Sliding it towards him I then wait patiently for his reply.
"Not going to happen. Sorry but you're stuck with me talking to you for the rest of the school year." A crooked grin spreads across his face at my annoyed expression. Stubborn son of a… Grabbing the paper I scribble furiously:
Fine but know that this is the only way that I'll communicate with you and even then this is because I'm forced to.
"I'll wear you down eventually" I tense up when he says that, something so close to what he told me and my breathing suddenly becomes shallower. The paper in my hand crumples up in my fist as I try to get some oxygen into my lungs. I know that I'm hyperventilating and that if I don't get some control it'll become a full blown panic attack but I can't make myself focus. I can't hear anything apart from my own gasps as I try to slow my breathing, the room becomes blurred as my vision goes before I fall to the floor unconscious.

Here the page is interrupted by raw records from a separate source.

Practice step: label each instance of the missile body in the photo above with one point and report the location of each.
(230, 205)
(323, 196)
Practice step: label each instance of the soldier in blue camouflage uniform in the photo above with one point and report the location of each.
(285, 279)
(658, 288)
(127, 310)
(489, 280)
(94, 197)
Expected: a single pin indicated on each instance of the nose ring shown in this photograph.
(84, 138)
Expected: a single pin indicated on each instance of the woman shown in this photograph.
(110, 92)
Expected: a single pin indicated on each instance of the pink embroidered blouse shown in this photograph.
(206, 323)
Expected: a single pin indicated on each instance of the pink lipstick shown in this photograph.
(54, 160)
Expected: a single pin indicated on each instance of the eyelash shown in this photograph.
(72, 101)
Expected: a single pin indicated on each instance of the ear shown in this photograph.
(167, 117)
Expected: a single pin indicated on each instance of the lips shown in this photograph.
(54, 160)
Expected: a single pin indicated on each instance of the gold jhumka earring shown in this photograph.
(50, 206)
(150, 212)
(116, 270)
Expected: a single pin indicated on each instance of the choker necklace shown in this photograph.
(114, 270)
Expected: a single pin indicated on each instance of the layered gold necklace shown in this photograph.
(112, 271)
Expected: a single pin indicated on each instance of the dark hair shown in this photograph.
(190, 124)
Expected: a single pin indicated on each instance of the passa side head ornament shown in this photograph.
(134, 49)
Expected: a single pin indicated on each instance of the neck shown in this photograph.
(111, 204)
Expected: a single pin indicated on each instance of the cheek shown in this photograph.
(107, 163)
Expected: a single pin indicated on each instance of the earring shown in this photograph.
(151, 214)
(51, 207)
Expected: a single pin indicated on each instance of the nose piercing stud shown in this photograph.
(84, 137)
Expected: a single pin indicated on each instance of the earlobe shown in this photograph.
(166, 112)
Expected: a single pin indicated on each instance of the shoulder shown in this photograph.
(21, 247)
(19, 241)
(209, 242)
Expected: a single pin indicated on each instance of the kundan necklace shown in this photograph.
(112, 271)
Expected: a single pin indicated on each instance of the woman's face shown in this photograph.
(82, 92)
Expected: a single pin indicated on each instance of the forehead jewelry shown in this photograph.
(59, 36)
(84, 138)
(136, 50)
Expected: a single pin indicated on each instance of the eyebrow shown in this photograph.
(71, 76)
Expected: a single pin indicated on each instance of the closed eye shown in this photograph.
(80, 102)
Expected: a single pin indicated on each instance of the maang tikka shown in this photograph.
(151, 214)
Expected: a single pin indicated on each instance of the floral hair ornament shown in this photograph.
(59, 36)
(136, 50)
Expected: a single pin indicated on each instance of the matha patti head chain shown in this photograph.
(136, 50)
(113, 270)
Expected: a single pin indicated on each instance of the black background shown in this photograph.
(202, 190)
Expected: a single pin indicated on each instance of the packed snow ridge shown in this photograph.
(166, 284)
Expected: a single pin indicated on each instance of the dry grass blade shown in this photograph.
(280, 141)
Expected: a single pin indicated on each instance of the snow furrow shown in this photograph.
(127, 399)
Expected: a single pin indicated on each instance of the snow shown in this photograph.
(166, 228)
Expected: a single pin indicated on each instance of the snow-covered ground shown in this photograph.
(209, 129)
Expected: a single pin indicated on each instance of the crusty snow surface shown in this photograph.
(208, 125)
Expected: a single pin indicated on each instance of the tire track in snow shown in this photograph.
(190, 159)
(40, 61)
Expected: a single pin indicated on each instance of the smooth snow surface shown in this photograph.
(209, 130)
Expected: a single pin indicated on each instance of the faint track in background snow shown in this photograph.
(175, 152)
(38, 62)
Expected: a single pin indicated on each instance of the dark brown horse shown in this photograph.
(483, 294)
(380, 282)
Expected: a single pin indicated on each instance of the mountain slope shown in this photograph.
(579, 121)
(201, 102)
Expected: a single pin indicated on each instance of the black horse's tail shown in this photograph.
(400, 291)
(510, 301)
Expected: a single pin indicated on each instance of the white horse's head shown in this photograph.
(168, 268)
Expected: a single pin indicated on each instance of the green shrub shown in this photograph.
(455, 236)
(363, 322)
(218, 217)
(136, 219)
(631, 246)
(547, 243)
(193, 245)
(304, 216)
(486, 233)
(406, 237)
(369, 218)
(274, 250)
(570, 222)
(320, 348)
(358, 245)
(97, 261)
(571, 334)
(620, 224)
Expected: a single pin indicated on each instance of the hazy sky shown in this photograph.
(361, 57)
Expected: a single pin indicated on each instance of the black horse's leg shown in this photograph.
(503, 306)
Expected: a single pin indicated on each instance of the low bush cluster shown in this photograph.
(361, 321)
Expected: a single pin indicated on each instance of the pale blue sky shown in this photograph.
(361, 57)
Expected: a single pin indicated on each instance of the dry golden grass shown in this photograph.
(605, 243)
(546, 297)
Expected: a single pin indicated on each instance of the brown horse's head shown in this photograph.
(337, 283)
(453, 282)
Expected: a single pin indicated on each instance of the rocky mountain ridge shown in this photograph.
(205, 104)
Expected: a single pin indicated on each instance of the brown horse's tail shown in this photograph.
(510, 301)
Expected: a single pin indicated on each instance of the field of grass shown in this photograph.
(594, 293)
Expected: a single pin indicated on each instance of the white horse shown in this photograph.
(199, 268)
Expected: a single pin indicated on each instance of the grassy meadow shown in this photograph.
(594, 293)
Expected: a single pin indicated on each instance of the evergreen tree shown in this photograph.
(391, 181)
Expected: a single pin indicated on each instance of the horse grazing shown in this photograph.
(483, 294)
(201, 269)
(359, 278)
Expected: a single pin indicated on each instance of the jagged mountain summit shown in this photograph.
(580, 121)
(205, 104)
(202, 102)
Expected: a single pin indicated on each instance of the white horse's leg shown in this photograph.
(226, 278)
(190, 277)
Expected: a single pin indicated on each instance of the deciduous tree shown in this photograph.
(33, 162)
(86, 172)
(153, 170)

"Man I feel like crap" I shrink back as my eyesight clears removing my hand from Edward's grasp. I'm lying on a lumpy bed, clearly in the nurse's office at school as I try to remember what happened. The confusion shows on my face.
"You collapsed in class so I carried you here. We've been waiting for you to wake up." Oh bollocks. Not even been here a week and I've already messed up. I try to get up but a wave of dizziness pushes me back down.
"I want to go home" I just want to get out of here and hide in my room until I have to face the questions tomorrow.
"Ok, I'll get my friend to take my car and I'll drive you home in yours. I don't think you should drive when you can barely stand up on your own." Great, like this day could get any worse.
"I can get a taxi or walk." Even I can hear how desperate I am to be left alone.
"Nope, your stuck with me remember?" I can see I'm not going to win so just nod then wait for him to come back from finding his friend. Moving slowly we head to Bomb, me refusing any help as that would mean being touched. He can think I'm stubborn for all I care. We get in and drive off, me telling him my address. Before long we've arrived so I get out and walk to my door, opening it hoping that I can run inside but no, he's followed me and looks like he isn't planning on leaving anytime soon. I go through to the kitchen hearing his footsteps behind me as I get a coke out of the fridge.
"You sure you should be drinking that after what happened?"
"It was a just a panic attack and sugar always helps me feel better afterwards. Coke is the fastest way to get it into my system."
"So that kind of thing has happened before then?" More than you know.
"Yeah, not so much now but it used to be so bad I couldn't leave the house." Finishing my drink I say my thanks then ask Edward to go. I don't want him here when my parents get home, I'd never hear the end of it and it's going to be bad enough when I tell them that I passed out at school. It really does suck to be me sometimes.